Introduction
Nominals in Dravidian are a morphosyntactic class of words, which are inflected for case. Nominals consist of four subclasses: nouns, pronouns, numerals and adverbs of time and place. All but the adverbs are distinguished for gender and number, besides being inflected for case. Adverbs of time and place are morphologically nominal, since they carry case suffixes, but syntactically they function as adverbs, i.e. modifiers of the verb.
Noun stems can be simple, complex or compound. Simple stems are identical with the roots, e.g. *kāl ‘leg’, *ūr ‘village’. Complex stems result from the addition of derivational morphemes to verbal, adjectival, or nominal roots, e.g. *wil-ay ‘price’ from *wil ‘to sell’ (see section 5.8.1a), *weḷḷ-ay, *weḷ-u-ppu, *weṇ-may ‘whiteness’ from *weḷ / *weṇ ‘white’ [5496]. Compound stems consist of a minimum of two roots of which the head is a noun and the satellite a noun, an adjective or a verb, e.g. *kaṇ-ṇīr ‘tear’ (N + N), lit. ‘eye-water’ [1159b], *kiṯṯ-eli ‘a mouse’ (adj + N) (lit. ‘small rat’) [1594].
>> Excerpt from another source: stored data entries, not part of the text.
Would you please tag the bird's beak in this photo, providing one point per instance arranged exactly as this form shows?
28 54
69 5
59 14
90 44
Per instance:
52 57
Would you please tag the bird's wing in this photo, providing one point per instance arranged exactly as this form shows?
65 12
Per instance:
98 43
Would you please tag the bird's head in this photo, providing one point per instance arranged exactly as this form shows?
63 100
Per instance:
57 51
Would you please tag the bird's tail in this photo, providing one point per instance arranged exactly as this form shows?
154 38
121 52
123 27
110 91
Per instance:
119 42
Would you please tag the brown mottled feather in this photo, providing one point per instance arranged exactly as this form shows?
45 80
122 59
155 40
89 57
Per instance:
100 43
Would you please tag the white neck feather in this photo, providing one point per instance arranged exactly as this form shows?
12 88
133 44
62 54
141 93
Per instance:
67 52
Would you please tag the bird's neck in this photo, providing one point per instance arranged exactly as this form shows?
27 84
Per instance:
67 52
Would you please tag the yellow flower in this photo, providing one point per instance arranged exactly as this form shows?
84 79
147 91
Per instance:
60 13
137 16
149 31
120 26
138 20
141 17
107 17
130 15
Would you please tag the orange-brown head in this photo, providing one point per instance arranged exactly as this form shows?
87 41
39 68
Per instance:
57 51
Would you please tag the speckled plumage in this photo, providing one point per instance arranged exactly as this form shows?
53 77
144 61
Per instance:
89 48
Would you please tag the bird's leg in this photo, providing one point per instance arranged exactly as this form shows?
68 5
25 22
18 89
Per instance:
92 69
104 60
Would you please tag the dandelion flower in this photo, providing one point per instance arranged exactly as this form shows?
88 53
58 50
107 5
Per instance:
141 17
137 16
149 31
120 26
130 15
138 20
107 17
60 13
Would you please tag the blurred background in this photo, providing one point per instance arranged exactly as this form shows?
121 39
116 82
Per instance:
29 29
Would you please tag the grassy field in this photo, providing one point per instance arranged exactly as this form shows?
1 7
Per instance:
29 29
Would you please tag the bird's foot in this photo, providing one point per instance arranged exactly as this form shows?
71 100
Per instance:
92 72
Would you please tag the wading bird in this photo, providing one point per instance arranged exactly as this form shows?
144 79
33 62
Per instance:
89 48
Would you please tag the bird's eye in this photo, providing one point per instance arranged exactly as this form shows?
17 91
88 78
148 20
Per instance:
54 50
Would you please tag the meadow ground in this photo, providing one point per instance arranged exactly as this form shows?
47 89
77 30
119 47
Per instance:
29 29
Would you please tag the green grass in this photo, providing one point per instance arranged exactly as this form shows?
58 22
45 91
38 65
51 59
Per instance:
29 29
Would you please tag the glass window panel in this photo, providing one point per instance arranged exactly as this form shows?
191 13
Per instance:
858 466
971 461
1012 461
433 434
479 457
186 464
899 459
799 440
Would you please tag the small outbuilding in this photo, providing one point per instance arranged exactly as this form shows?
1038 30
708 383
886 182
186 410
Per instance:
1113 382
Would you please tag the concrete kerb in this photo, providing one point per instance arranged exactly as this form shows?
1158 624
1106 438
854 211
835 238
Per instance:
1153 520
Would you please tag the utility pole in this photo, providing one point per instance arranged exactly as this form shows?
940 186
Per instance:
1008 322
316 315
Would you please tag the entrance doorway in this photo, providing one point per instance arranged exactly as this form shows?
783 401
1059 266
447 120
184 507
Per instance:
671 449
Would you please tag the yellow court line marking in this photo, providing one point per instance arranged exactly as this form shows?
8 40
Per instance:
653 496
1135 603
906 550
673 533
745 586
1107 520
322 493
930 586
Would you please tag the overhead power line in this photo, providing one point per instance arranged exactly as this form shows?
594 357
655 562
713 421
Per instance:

Gender and number: identification and definition
Gender is a system of classifying ‘nouns’ (other than time and place adverbs) in terms of certain semantic and formal properties, supported by their grammatical behaviour. In Dravidian, gender is distinguished in terms of the semantic categories [± human], [± male human], and marginally [± animate].